Of course, I’m the person at age 10 whose Dad gave him a T-account on the fridge and received debits and credits instead of an allowance. So maybe my approach to household decision making is a little different from the rest of the world…

5 Responses

  1. I’m about to move in with a bunch of economists (and one starving artist) and we’ve gone about the housing search knowing that we’d divide up rooms this way, with some kind of auction.

    As Brock said, there is no perfect way to do it, but I think you can get pretty close informally.

  2. We adopted a Rawlsian ‘veil of ignorance’ approach to room allocation. None of us could afford much more than $250 and all of us preferred to have a larger room.

    We had a friend design an ‘Feast of Greatness’ afternoon, during which we competed in a series of trials that tested irrelevant skills. I didn’t get the big room, but I felt better knowing that my housemate’s wallet wasn’t strained.

  3. This has already been addressed in the literature, e.g. Velez, Fairness and Externalities.

  4. My 2 roommates and I are economics grad students and have given the same problem a good deal of thought.
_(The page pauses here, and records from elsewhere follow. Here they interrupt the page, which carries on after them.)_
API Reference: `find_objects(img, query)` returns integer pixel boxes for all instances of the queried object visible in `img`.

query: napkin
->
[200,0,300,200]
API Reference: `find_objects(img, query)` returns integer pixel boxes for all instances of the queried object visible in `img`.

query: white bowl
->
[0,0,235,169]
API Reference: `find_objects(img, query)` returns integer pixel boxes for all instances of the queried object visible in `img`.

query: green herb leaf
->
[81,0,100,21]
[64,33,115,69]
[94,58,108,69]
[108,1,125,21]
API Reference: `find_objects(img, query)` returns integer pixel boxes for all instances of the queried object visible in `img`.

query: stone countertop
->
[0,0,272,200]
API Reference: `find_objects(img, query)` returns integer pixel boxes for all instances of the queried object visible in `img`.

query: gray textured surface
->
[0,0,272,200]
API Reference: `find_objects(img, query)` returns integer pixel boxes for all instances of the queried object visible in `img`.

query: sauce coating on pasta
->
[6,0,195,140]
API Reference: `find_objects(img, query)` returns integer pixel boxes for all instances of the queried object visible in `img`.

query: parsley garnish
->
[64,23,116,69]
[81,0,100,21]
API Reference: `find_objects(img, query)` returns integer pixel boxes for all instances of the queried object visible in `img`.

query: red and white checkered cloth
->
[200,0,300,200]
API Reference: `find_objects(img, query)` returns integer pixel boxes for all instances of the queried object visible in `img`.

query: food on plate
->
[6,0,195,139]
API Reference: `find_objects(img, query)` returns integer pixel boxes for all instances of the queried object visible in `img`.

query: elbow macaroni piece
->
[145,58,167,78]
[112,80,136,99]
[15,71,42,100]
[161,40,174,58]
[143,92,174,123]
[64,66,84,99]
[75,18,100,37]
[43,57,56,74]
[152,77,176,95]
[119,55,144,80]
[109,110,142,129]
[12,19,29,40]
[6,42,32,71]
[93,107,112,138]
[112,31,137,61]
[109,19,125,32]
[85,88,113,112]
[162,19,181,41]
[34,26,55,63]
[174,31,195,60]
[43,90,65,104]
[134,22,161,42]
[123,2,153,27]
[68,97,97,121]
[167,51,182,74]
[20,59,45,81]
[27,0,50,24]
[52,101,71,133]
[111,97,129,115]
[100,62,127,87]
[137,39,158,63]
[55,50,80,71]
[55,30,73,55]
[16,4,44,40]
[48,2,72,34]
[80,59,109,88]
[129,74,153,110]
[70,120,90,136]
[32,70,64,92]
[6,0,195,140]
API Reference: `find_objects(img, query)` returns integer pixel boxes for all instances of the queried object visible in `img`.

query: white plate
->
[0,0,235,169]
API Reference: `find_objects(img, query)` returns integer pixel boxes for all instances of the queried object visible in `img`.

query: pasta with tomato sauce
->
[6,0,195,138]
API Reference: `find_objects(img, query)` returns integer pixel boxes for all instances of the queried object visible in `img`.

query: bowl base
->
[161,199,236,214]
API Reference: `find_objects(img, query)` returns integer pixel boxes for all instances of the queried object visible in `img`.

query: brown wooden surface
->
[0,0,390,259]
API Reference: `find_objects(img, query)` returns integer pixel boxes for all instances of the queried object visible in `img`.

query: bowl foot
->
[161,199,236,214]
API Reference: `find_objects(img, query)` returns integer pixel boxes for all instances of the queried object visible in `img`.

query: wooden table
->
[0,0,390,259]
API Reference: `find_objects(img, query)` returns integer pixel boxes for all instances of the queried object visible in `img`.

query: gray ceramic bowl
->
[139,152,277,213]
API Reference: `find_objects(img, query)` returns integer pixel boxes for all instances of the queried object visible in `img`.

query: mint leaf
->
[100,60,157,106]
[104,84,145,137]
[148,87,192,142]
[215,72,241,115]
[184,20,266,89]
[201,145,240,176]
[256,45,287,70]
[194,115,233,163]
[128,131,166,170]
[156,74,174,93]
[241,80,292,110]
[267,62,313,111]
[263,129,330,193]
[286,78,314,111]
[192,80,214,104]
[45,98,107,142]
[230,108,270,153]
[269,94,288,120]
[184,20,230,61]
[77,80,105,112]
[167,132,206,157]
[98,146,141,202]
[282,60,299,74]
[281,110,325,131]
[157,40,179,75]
The pure bidding setup is problematic.

    The first intuition (of an economist) is to have a second price auction for the biggest room. The losers then have a second price auction for the next biggest room (if not everyone has the same orderings over preferred rooms, it gets tougher).

    The problem is in the dual-budgets you have to balance. We have 3 guys and $X of rent, so Walras’ Law says we can have at most 2 independent prices. In a standard second price auction, you have the right incentive for truthful revelation, but in this setup, you have an incentive to overbid. If the second highest guy overbids by $1, he decreases the rent on the other two rooms by $1.